6 Real Estate Offer Letter Phrases Homebuyers Should Ignore

don't include these 6 phrases in your offer letter

Writing a personal real estate offer letter to a seller can help seal the deal, but what you don’t say is just as important as what you do. Here, realtor.com offers up six phrases you probably shouldn’t include in an offer letter if you want to avoid ruffling a seller’s feathers. 

1. I can see our family celebrating Christmas here

Unfortunately, some view other people negatively if they don’t share their religious views. And although it’s illegal under the Federal Fair Housing Act for a home seller to discriminate based on religion—or on race, color, national origin, sex, family status or disability—a claim based on what’s in an offer letter can be difficult to prove in court. Consequently, homebuyers also shouldn’t reveal their religion in an offer letter.

2. We’re not nuts about your shag carpet, but we’ll just tear it out

Never insult any sellers or their taste. Discussing any type of change you’d like to make to the house could be offensive. Put yourself in the seller’s shoes. Would you want a buyer criticizing your taste in home decor? No way! For example, don’t go on and on about a huge remodel you would do when after you own the house. This can be a slap in the face to the sellers, who might already have spent a considerable amount of money in the past five years renovating the property. Flattery can go a long way, so tell the sellers how great their taste in color is, how much you’d love to have their lifestyle or what an incredible art collection they have.

3. We would do anything to get this house

Don’t tip your hand too much by hinting that you’re desperate to buy the home. Doing so can only hurt your negotiating power if the seller comes back with a counteroffer.

4. Our lease is up soon, so we really need to close quickly

This kind of statement can weaken an offer if the sellers are seeking a longer closing period—or just realize they have you over a barrel and can negotiate accordingly. Moreover, it’s important to find out what the sellers want, and to learn their backstory. How long have they lived in the house? How many children did the sellers raise in the home? Having this kind of info can help you craft a compelling offer letter that touches their soft spots.

5. Your home’s fenced-in backyard will be a perfect place for my dog to run around

You may love pets, but a seller may not feel the same way. In particular, mentioning your dog’s breed could be risky.
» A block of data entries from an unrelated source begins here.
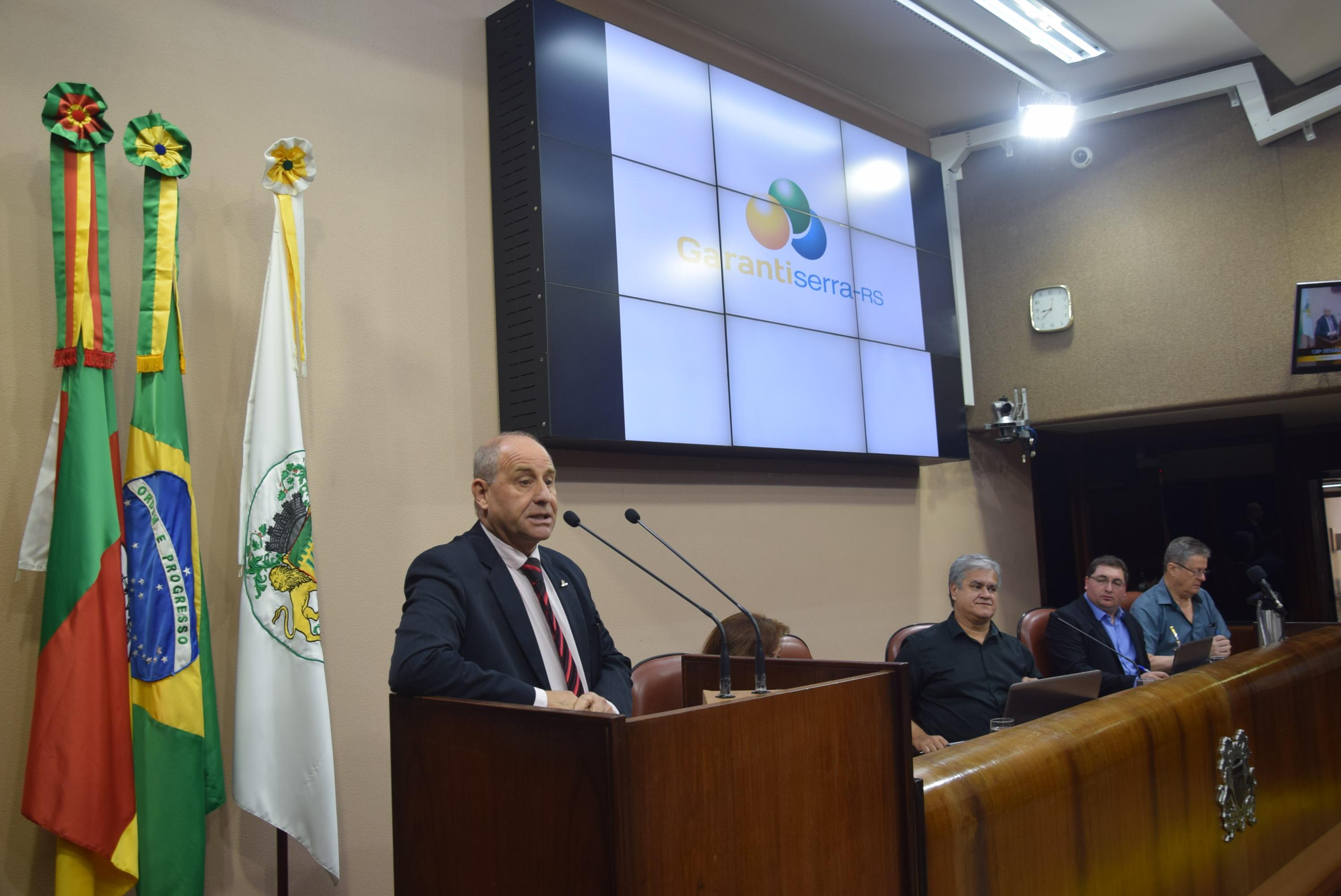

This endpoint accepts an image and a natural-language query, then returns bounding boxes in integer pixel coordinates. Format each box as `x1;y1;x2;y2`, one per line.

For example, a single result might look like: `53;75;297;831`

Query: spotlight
1019;100;1076;139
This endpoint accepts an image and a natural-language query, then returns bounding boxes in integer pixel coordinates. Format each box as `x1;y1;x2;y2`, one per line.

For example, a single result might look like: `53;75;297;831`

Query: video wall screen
1291;280;1341;373
488;0;967;457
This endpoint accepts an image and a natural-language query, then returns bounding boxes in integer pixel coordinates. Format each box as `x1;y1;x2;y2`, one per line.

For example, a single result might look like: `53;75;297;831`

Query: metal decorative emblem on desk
1215;728;1257;842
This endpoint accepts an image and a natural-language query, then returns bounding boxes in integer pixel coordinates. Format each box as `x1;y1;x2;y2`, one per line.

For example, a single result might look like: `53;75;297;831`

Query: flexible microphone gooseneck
563;510;735;700
623;507;768;694
1053;613;1149;672
1249;566;1285;614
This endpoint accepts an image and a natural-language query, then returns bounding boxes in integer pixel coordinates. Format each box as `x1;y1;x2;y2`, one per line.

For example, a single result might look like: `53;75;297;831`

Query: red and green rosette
121;112;190;373
42;81;115;369
42;81;111;153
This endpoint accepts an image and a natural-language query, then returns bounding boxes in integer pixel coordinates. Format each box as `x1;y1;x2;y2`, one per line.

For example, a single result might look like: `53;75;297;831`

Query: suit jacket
390;523;633;715
1043;594;1151;696
1313;315;1341;345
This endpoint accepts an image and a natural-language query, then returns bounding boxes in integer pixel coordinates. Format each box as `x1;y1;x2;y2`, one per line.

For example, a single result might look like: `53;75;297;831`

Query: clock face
1029;286;1072;333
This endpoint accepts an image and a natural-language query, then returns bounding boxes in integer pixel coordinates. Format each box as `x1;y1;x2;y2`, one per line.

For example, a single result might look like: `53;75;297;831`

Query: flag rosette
42;81;111;153
260;137;316;196
121;112;190;177
121;112;190;373
260;137;316;377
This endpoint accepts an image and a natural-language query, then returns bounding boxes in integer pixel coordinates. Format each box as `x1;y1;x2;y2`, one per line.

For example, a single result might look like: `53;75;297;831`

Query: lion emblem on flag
243;451;323;661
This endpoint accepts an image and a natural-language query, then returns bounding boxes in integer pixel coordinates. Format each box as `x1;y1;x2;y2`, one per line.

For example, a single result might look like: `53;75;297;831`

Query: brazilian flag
122;114;224;896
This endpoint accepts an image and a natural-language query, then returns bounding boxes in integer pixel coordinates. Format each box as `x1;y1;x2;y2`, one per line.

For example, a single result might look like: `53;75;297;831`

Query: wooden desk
390;657;916;896
913;626;1341;896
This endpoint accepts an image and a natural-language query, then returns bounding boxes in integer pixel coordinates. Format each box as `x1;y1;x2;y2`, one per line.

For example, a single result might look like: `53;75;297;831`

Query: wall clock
1029;286;1072;333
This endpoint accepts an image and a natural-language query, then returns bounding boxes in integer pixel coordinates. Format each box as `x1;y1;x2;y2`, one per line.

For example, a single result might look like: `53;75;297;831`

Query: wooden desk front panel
390;695;623;896
625;675;911;896
913;628;1341;896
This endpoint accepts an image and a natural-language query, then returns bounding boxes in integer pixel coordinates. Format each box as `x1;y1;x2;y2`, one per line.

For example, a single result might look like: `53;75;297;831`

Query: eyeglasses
1169;560;1211;578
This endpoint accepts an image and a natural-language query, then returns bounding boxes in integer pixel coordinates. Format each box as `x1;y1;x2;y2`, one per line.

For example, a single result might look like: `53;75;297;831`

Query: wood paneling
913;626;1341;896
392;660;915;896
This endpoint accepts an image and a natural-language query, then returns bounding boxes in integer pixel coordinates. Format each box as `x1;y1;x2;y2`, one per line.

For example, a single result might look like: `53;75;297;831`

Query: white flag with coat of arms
234;137;339;880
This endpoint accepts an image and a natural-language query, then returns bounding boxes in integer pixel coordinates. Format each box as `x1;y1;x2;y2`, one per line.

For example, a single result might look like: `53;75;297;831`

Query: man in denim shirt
1130;537;1230;672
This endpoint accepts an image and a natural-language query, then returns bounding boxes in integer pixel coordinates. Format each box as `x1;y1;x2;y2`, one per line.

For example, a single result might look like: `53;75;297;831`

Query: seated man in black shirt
899;554;1041;753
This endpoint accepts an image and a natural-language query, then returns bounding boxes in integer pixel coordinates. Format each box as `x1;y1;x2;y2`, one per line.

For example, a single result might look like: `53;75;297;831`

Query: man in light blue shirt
1132;537;1230;672
1043;554;1168;696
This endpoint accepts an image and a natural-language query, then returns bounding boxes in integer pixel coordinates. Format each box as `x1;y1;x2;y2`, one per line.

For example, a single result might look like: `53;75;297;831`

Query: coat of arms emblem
243;451;322;663
1215;728;1257;842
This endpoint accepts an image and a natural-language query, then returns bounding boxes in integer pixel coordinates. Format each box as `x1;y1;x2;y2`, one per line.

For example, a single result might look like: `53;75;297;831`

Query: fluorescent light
895;0;1051;90
973;0;1107;63
1019;103;1076;137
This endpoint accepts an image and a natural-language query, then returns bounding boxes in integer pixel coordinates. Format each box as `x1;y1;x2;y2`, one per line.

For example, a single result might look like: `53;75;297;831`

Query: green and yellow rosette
260;137;316;375
121;112;190;373
42;81;117;369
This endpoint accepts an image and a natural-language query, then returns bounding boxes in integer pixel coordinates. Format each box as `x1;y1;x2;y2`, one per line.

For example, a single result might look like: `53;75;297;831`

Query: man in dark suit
1045;556;1168;695
1313;309;1341;349
390;433;633;715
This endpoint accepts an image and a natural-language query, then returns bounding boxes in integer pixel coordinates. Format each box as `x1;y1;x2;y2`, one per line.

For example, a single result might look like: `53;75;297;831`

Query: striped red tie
522;557;582;698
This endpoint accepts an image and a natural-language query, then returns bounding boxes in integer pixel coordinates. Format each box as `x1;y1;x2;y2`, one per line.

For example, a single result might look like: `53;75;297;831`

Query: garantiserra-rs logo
746;177;829;262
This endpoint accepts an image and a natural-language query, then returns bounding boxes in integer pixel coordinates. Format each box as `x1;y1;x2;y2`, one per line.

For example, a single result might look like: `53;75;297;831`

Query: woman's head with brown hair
703;613;791;656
For example, let’s say you own a pit bull. Considering the stigma surrounding the breed, some people are afraid of these canines, and even though the sellers will be moving, they may be concerned about their neighbors’ safety. Meanwhile, if you know the sellers love dogs, mentioning yours in an offer letter can help you find common ground.

6. Although my offer has a lot of contingencies, I know we can make this deal work

Some homebuyers make the mistake of drawing attention to negative aspects of their offer. For example, an offer letter could say that the buyer isn’t willing to pay full price for the home, but is willing to pay in cash. An all-cash offer is great, but why call any attention to the fact that the seller’s asking price won’t be met? Ultimately, the seller might decide to accept another buyer’s offer instead.